Ci sono date di cui bisogna serbare memoria per più di una ragione; per motivi personali, di narcisismo buono – ed io non faccio nulla per sottrarmi a questo innocuo esercizio di vanità, che può pure addolcire l’esistenza – e per questioni più ‘serie’, legate ad una riflessione che mi fa piacere condividere con chi legge queste mie poche righe puerili.
Oggi dunque, 31 luglio 2020, voglio ricordare un altro 31 luglio, quello del 1992. Quel giorno mio fratello vinse il bronzo nella 20 km di marcia alle Olimpiadi di Barcellona. Fu l’unica medaglia per l’atletica leggera in quell’edizione dei giochi olimpici.
Credo di aver scritto tanto di quell’impresa, ma una volta di più voglio ricordare quanto sia stato importante il contributo di un’armonia perfetta di volontà intelligenti, appassionate e orientate allo scopo.

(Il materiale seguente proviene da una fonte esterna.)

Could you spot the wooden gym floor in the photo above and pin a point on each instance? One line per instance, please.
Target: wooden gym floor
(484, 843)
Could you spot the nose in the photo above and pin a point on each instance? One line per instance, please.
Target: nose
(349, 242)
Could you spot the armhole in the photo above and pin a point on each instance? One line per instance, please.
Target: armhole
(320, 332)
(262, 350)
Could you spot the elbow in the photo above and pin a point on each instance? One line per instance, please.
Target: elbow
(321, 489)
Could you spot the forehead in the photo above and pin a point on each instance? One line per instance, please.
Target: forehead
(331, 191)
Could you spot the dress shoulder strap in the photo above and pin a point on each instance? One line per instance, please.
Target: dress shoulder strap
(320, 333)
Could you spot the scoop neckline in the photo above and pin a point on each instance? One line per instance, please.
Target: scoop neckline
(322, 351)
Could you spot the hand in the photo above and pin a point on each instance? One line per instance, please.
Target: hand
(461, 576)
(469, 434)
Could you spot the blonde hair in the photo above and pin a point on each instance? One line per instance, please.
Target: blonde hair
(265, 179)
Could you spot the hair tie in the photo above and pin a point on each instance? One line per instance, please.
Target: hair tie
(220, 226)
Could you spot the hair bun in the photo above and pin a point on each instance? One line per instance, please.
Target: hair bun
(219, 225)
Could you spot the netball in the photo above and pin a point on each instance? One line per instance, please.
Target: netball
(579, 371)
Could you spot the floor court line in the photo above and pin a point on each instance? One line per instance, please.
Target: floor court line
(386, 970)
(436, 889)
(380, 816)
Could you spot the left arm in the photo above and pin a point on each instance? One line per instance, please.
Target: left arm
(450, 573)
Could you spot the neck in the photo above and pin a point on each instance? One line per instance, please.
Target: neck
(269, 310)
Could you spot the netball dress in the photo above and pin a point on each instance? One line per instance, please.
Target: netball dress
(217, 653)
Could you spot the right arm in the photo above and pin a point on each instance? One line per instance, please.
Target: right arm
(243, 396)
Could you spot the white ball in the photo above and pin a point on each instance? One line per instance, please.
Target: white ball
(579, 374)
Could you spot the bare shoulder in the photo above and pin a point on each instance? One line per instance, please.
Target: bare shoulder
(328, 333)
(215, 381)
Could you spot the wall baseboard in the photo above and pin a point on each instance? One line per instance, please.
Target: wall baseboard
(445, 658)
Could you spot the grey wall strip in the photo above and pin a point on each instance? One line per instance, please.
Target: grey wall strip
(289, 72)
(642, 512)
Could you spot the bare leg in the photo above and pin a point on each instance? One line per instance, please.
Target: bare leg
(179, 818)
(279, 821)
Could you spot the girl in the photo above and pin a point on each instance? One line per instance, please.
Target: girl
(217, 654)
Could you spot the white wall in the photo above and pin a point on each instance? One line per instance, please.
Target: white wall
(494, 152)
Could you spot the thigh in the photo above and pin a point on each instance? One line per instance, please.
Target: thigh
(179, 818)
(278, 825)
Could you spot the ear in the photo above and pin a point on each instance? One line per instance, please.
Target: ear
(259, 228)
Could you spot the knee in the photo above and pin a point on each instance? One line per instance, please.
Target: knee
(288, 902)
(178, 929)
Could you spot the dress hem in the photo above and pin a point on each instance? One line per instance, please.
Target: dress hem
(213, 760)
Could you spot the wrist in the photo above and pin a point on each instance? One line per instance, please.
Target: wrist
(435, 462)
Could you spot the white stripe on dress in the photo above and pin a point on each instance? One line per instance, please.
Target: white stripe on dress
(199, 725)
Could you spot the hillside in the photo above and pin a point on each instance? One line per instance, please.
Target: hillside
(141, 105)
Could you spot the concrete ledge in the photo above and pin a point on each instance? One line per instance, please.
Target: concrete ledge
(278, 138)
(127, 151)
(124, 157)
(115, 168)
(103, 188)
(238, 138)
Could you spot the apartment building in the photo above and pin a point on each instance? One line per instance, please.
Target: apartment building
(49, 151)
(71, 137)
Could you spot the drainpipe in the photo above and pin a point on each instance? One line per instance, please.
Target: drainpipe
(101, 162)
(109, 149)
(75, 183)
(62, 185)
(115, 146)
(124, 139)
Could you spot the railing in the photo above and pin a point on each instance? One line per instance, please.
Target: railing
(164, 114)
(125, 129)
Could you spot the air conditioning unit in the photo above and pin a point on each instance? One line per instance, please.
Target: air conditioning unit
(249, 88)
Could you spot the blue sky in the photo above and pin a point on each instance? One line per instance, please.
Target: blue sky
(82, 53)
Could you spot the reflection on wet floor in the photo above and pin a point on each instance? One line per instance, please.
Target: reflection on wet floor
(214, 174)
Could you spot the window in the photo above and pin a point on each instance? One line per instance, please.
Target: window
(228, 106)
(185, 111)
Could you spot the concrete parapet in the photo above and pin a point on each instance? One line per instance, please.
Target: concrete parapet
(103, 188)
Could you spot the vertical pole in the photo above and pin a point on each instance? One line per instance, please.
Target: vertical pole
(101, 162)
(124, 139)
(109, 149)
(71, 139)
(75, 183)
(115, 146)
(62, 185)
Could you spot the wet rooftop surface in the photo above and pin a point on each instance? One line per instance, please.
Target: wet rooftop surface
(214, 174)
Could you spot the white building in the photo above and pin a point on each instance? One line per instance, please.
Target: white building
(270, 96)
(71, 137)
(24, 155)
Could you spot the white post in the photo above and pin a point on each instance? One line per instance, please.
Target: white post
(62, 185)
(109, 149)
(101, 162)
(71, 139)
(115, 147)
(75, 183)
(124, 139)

Ero l’allenatore, sì. Ma se ho avuto un merito dentro quella formidabile vicenda – qualcosa che ritengo, senza presunzione, abbia fatto la differenza – non è stato il mero ‘contributo tecnico’, che comunque ho dato. Credo che l’attività più nobile, difficile e decisiva ai fini del risultato finale, sia stata quella di aver costituito e tenuto insieme un team vincente, di amici, prima che di professionisti. Ecco, quella è stata l’arma segreta. Quello è l’insegnamento più alto che ho appreso fino ad oggi, non solo nello sport.